Well, I don't think that it'll be the collapse of Western Civilization as we know it <grin>.  I do think there will be various isolated problems all over the world.  Some places may lose electricity for awhile, others may have suspect water supplies for awhile.  Some large computer databases may crash for awhile, so it'll be a good idea to keep paper records of your bank statements and other important data.  Some ATMs may stop working, along with the automatic credit card readers that most stores use, so I recommend keeping a supply of cash on hand as well.

As for supplies, my recommendation is to pretend that you know that there's going to be a massive snowstorm in your area that's going to knock out services for a few weeks, and stock up accordingly.  Okay okay, for those of you that live in Arizona, that may be tough, but try, okay?  Pretend that you have to shut the door to your home or apartment, and you're going to be in there for a few weeks, without electricity, and won't be able to leave to buy anything new (you can assume you'll have access to water, but don't assume it's going to be clean water).  Think, "What'll I run out of first?"  And then go out and buy it now.  Food's the easy one, but also think about medication refills, or if you have an elderly relative on oxygen, get some extra oxygen tanks, stuff like that.  Sure, this may be a little overboard, but I go by the motto of, "Hope for the best, but plan for the worst."  Most of the stuff you get is going to be stuff that you use up eventually anyway, right?  And, even if some of this stuff is available in January, there may be some shortages here and there, which may mean lines in other places.  Do you really *want* to stand in line for 45 minutes at Wal-Mart in order to buy some extra toilet paper?  What's that? You already did that during Christmas shopping season?  Well, okay, good point.  ;)

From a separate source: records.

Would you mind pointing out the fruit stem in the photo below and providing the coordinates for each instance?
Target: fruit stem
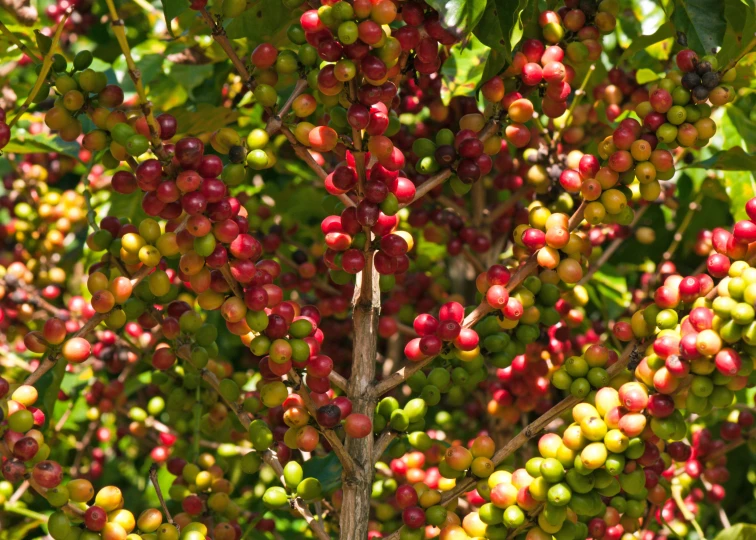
(579, 93)
(17, 42)
(159, 492)
(274, 122)
(693, 207)
(46, 65)
(119, 29)
(687, 514)
(18, 509)
(609, 251)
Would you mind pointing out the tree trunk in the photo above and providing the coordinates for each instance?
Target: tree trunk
(355, 509)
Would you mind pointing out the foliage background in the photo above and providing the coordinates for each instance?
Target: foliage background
(188, 75)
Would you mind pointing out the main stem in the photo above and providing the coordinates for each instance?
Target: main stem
(355, 510)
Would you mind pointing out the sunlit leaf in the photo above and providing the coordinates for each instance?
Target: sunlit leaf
(702, 22)
(459, 16)
(733, 159)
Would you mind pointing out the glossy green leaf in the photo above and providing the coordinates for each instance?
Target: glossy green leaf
(24, 142)
(740, 16)
(262, 20)
(173, 8)
(665, 31)
(205, 118)
(459, 16)
(645, 75)
(462, 72)
(740, 186)
(733, 159)
(327, 469)
(702, 22)
(501, 29)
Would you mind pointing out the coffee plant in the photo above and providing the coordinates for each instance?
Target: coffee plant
(361, 269)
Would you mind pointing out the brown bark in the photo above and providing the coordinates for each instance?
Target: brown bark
(355, 510)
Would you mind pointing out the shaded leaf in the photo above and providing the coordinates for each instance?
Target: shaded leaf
(702, 22)
(327, 469)
(740, 186)
(733, 159)
(205, 118)
(459, 16)
(463, 70)
(24, 142)
(665, 31)
(741, 26)
(260, 22)
(645, 75)
(741, 531)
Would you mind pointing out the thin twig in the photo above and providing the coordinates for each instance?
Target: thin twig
(527, 268)
(609, 251)
(46, 65)
(153, 479)
(119, 30)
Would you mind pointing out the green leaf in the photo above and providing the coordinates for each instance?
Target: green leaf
(260, 22)
(459, 16)
(173, 8)
(205, 118)
(665, 31)
(327, 469)
(741, 531)
(463, 70)
(501, 29)
(24, 142)
(646, 75)
(124, 206)
(702, 22)
(741, 22)
(740, 186)
(733, 159)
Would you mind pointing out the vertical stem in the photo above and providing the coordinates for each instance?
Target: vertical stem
(355, 511)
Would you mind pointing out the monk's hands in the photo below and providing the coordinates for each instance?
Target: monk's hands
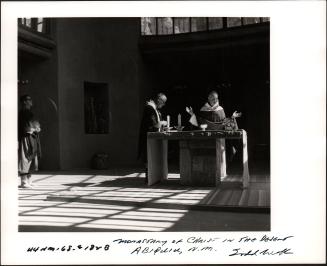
(189, 110)
(236, 114)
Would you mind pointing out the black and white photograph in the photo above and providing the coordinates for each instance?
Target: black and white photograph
(160, 135)
(144, 124)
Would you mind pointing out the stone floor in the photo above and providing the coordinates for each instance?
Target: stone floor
(118, 200)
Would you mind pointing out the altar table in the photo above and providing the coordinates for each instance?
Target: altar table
(202, 156)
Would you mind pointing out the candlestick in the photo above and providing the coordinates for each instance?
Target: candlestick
(179, 120)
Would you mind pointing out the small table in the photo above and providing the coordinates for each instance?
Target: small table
(196, 165)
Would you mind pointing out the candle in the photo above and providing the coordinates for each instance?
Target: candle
(179, 120)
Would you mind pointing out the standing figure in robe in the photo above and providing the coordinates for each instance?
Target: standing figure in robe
(151, 122)
(213, 115)
(29, 147)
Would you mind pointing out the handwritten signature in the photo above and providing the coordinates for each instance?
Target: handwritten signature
(239, 252)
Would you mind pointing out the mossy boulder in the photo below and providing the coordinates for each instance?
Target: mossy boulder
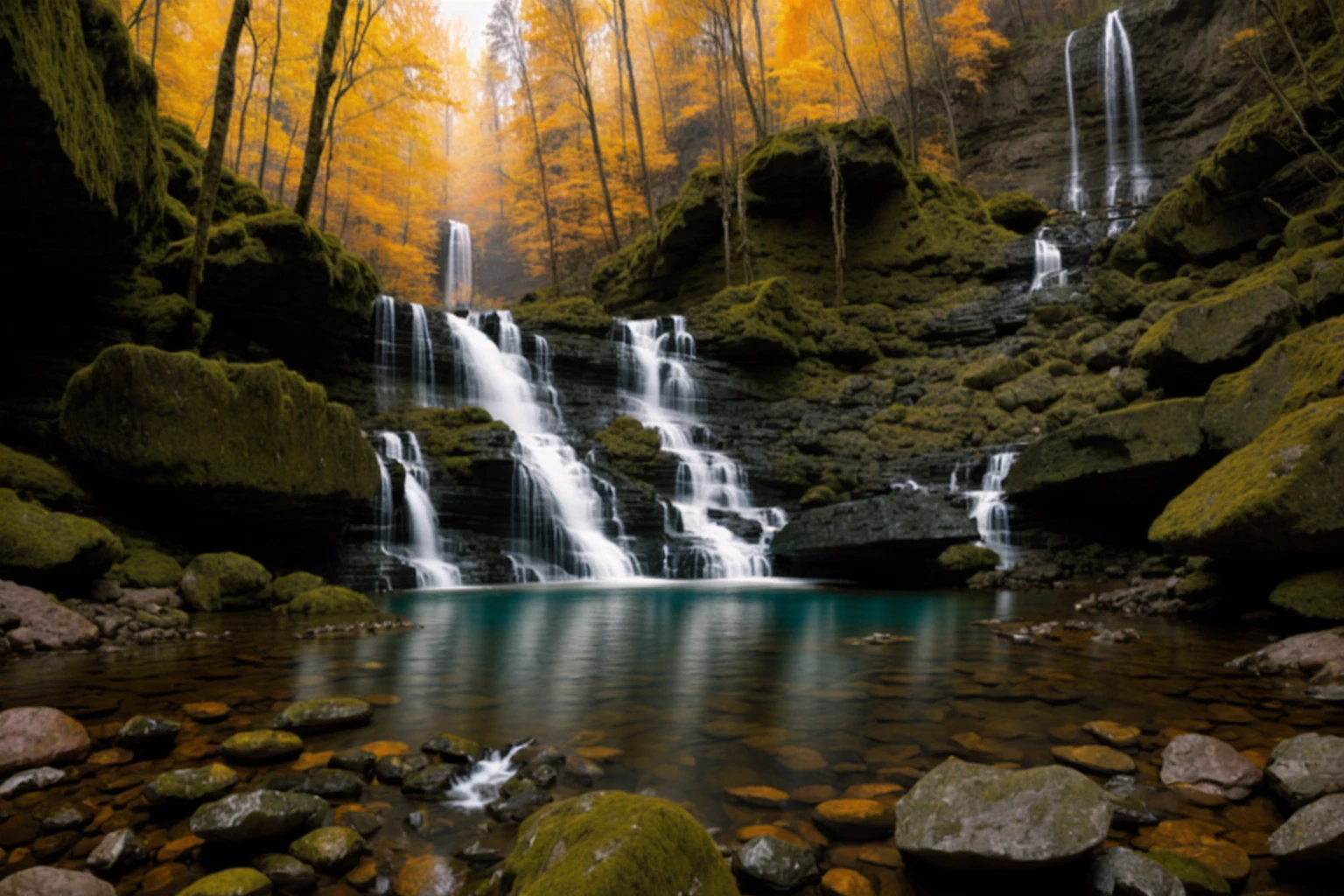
(35, 480)
(245, 452)
(215, 582)
(1278, 494)
(1303, 368)
(38, 546)
(147, 569)
(1016, 211)
(327, 601)
(613, 844)
(1316, 595)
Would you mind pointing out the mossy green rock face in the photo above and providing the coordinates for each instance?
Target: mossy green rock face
(215, 582)
(968, 816)
(1303, 368)
(328, 850)
(1316, 595)
(43, 547)
(147, 569)
(242, 444)
(330, 599)
(614, 844)
(235, 881)
(1278, 494)
(35, 480)
(191, 785)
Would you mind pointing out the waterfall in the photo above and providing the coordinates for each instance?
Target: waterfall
(990, 511)
(710, 488)
(559, 517)
(458, 270)
(1075, 196)
(423, 547)
(1118, 85)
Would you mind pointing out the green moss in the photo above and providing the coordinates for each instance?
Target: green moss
(147, 569)
(1016, 211)
(39, 547)
(35, 480)
(614, 844)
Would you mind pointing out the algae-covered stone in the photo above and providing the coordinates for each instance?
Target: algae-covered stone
(611, 844)
(970, 816)
(39, 546)
(217, 582)
(147, 569)
(330, 599)
(1278, 494)
(1316, 595)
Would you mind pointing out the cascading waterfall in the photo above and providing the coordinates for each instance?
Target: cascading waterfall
(423, 547)
(458, 276)
(660, 393)
(561, 520)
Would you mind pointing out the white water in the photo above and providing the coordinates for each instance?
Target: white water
(1120, 87)
(659, 391)
(1075, 196)
(423, 549)
(559, 517)
(990, 509)
(458, 276)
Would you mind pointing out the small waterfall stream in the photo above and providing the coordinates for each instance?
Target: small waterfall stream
(561, 520)
(711, 489)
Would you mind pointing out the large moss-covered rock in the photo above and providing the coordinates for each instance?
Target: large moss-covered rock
(215, 582)
(1283, 494)
(38, 546)
(1303, 368)
(613, 844)
(250, 449)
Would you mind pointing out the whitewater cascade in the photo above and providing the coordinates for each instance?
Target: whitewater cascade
(1075, 198)
(711, 489)
(1120, 87)
(458, 270)
(561, 517)
(421, 549)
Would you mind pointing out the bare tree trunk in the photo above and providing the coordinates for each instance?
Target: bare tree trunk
(318, 113)
(270, 98)
(214, 161)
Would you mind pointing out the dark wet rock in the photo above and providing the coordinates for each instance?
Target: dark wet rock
(257, 815)
(191, 785)
(117, 852)
(1312, 833)
(1306, 767)
(1208, 765)
(968, 816)
(39, 737)
(1123, 872)
(286, 872)
(776, 864)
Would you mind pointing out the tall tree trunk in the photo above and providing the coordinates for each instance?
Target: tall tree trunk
(214, 161)
(634, 115)
(318, 113)
(270, 98)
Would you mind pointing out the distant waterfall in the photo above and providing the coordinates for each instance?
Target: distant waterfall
(711, 489)
(561, 519)
(1075, 196)
(458, 270)
(421, 546)
(1120, 87)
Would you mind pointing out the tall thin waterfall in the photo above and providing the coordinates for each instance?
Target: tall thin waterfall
(657, 387)
(1075, 196)
(421, 549)
(458, 271)
(1120, 85)
(561, 520)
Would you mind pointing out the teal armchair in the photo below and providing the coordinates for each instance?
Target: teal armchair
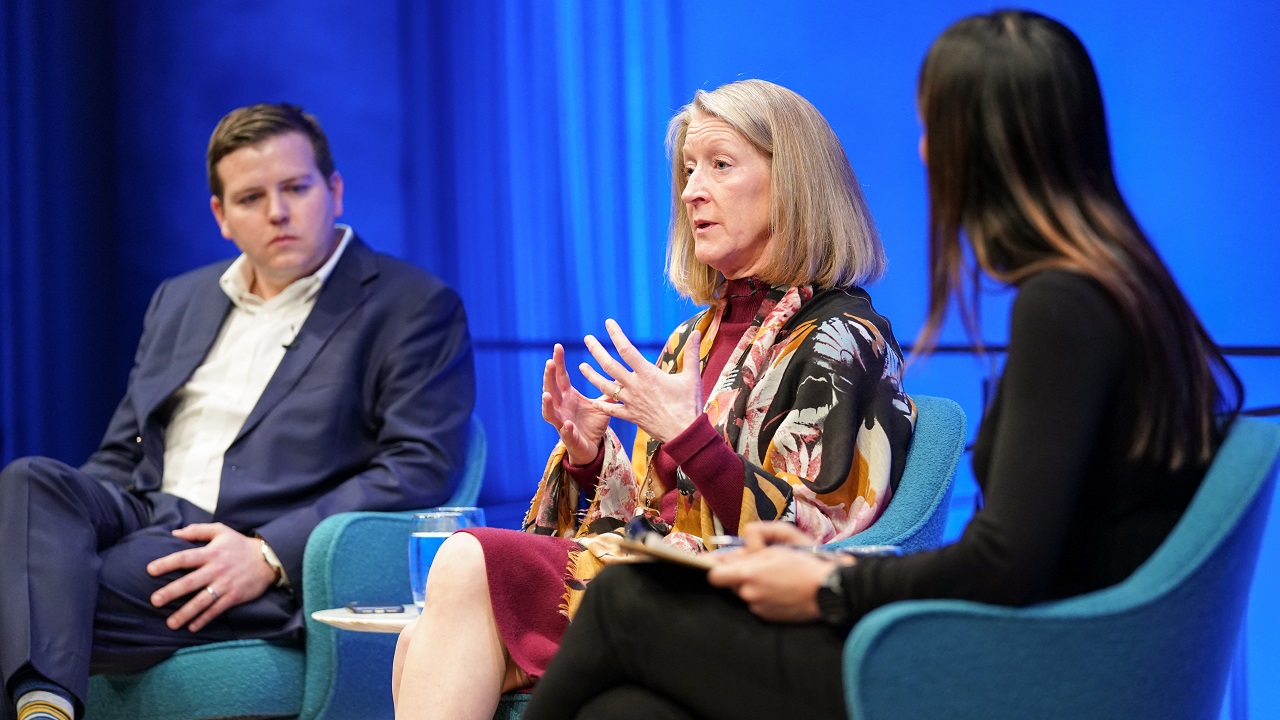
(917, 514)
(337, 675)
(1157, 645)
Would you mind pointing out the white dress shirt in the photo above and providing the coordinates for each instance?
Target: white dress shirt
(222, 392)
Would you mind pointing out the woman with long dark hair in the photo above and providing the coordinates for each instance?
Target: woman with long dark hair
(1110, 408)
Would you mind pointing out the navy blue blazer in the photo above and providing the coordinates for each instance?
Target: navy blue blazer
(368, 410)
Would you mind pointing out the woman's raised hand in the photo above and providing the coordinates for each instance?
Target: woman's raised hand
(661, 404)
(579, 420)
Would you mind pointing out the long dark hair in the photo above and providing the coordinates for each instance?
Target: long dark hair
(1019, 164)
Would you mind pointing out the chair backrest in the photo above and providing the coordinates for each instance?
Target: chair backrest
(472, 468)
(1157, 645)
(917, 514)
(364, 556)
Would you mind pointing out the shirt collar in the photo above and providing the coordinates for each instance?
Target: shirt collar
(238, 278)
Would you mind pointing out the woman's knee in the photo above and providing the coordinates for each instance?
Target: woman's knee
(458, 568)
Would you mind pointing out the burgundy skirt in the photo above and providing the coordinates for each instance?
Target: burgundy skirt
(526, 588)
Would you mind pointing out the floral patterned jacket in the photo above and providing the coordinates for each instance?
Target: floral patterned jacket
(810, 399)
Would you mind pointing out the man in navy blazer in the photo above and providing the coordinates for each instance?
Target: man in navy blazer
(309, 377)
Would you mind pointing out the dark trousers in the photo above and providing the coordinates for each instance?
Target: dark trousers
(74, 592)
(654, 641)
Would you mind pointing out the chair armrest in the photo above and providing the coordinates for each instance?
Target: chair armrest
(1072, 659)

But again, keep a supply of cash on-hand.  If the credit card networks go down (or get very very slow), it could be confusing for awhile.  Some stores may still have the old "imprint" machines around to take your credit card number and give you back a carbon (remember those?), but others may be stuck.  And if they don't take checks, and you don't have cash, *you* may be stuck.  So I recommend having sufficient cash on hand to cover a month's worth of expenses.

Plan for the worst, but hope for the best.  :).  And with that, you all have my best wishes to stay safe, and healthy, and have a great holiday season!